**Ask any Statistics/Probability/Math Question**
### Collection of Dissertation Data
Data collection plays a vital role in completing a good dissertation. Unnecessary and unimportant data should not be collected. In data collection the following things are involved:
- structured or semi-structured interviews.
- structured observation
- questions from the target population
- questionnaires
### Choosing Appropriate Statistical Tests
Many of the students are confused in choosing the appropriate statistical test. So problem arises when one is conducting his thesis or dissertation. Most of the students are not aware of the importance of choosing appropriate statistical test and also do not know about the procedure of choosing the right one. So it is of prime importance to choose the right and appropriate statistical test.
### The Various Statistical tests and their characteristics
##### Multiple Regressions
Multiple Regression helps to test and model multiple independent variables. With the help of this regression analysis we can understand the effect of the dependent variable when one of the independent variables is changed keeping the others fixed. In such analysis the average value for the dependent variable can be estimated given the condition that the independent variables are fixed, i.e the conditional expectation of Y given X. Estimation in regression analysis is always made for the dependent variable given the independent variables. Using probability distribution one can characterize variation of dependent variable. Types of regression are simple, linear, multiple etc.
##### Canonical Correlation
It deals with multiple regression and also correlation analysis. While in multiple regression one is interested to know about the relation between the dependent variable and the linear combination of the independent variables, in case of canonical correlation analysis one requires to know about the relation between linear combination of the set of dependent variables and that of the set of independent variables.
##### Logistic Regression
Logistic Regression is involved with a categorical variable with binary outcomes. It is also known as logistic model or legit model. It is used to fit data to a logistic function ,and the curve is known as logistic curve. In binomial regression we use this as a general linear model. Logistic Regression can take into consideration many independent variables that can be both numerical and categorical.
##### Factor Analysis
Factor analysis is a branch of multivariate analysis that is concerned with the internal relationships of a set of variates. The aim of Factor Analysis is to account for the covariances of the observed variates in terms of a much smaller number of hypothetical variates or factors. In correlation terms the first question that arises is whether any correlation exists, i.e, whether correlation matrix differs form he identity matrix. If there is correlation the next question is whether there is a random variable such that the partial correlation coefficients between the independent variables after eliminating that random variable is zero. If not then two random variables are postulated and the partial correlation coefficient after eliminating that two random variables are examined. The process continues until all the partial correlation between the independent variables are zero. The factor model consists of factor loading matrix of constants, common factor and specific factor.
##### Analysis of Variance: ANOVA and MANOVA
ANOVA test is associated with the cases having more than two groups.

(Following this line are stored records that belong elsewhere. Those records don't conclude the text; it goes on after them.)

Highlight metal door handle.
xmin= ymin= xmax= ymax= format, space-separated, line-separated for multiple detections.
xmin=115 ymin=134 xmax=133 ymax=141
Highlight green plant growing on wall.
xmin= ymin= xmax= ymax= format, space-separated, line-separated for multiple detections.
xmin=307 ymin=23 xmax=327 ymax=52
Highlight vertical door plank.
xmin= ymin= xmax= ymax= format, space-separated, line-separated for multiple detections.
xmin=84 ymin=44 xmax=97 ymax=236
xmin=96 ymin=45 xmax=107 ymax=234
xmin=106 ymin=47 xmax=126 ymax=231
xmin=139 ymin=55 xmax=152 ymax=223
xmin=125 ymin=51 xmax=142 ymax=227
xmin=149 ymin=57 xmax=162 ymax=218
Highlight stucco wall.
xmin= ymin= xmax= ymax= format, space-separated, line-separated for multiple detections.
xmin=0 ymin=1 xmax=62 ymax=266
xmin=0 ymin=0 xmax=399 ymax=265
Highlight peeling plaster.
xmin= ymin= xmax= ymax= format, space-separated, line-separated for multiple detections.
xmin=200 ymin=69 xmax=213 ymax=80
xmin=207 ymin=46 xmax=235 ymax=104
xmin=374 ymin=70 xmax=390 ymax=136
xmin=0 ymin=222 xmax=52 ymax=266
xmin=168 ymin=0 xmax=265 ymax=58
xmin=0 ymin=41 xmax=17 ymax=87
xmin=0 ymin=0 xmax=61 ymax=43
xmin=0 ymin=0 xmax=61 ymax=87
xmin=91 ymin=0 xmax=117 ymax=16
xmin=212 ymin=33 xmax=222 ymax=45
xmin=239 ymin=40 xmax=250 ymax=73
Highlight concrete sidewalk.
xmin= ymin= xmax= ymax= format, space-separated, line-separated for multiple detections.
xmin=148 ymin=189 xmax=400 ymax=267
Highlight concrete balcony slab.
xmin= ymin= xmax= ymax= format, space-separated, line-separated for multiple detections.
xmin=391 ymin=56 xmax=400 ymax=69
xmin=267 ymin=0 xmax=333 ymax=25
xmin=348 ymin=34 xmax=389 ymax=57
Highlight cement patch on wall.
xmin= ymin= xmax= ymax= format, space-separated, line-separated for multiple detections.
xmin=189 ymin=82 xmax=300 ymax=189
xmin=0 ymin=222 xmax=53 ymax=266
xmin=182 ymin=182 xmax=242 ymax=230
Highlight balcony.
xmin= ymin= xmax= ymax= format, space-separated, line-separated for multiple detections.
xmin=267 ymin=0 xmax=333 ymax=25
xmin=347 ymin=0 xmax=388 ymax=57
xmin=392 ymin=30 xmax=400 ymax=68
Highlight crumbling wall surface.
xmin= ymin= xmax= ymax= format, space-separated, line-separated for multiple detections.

MANOVA is used to analyze data where there are many dependent variables. Through MANOVA we can test the dependency of one or more than one predictor variables on more than one dependent variables. With the help of p value in MANOVA we can decide to reject or accept the null hypothesis.
##### Discriminant Function Analysis
The objective of discriminant analysis is to classify the objects or individuals into non overlapping or mutually exclusive classes on the basis of some apriori information. This seems to be originated from the study of intergroup distance by R.A Fisher and later by P.C Mahalanobis. The discriminant used by them for discrimination is a linear composite of explanantory variables. The basic principle to determine the group with which an object is identified is that the misclassification error of that object is minimum.
##### Test for Mean:(T-Test):
To compare mean between two groups we take t test into consideration. Not only is t test required for the analysis of comparison means of two groups but also it is the appropriate one for post-test two group.So, in dissertation t-test is used if we come across such situations.
##### Goodness of fit and deviations (Chi-square):
To compare between observed and expected data the statistical test used is Chi-square. Goodness of fit refers to how well the data fits. We need to see whether the deviation between observed and expected data occur due to factors or chance. With the help of Chi-Square test, where the null hypothesis states that the there exists no significant difference between observed and expected values, we are able to see how much is the deviation and how good is the fit.
##### Structural Equation Modeling and Path Analysis
Path Analysis involves causal modeling. With the help of the model the correlations can be explored. Such method is also termed as Structural Equation Modeling (SEM). There are two types of variables in the path analysis model. One of them is observable ,endogenous variables which acts as indicators and the other one is non-observable exogenous variables which cannot be observed and hypothetical.
Aims of Path analysis are as follows:
- To make out patterns of correlation.
- To explain possible variation.
This is different from multiple regression , ANOVA etc. ,different in the sense that it is used to decide whether to reject, accept or modify the whole model. |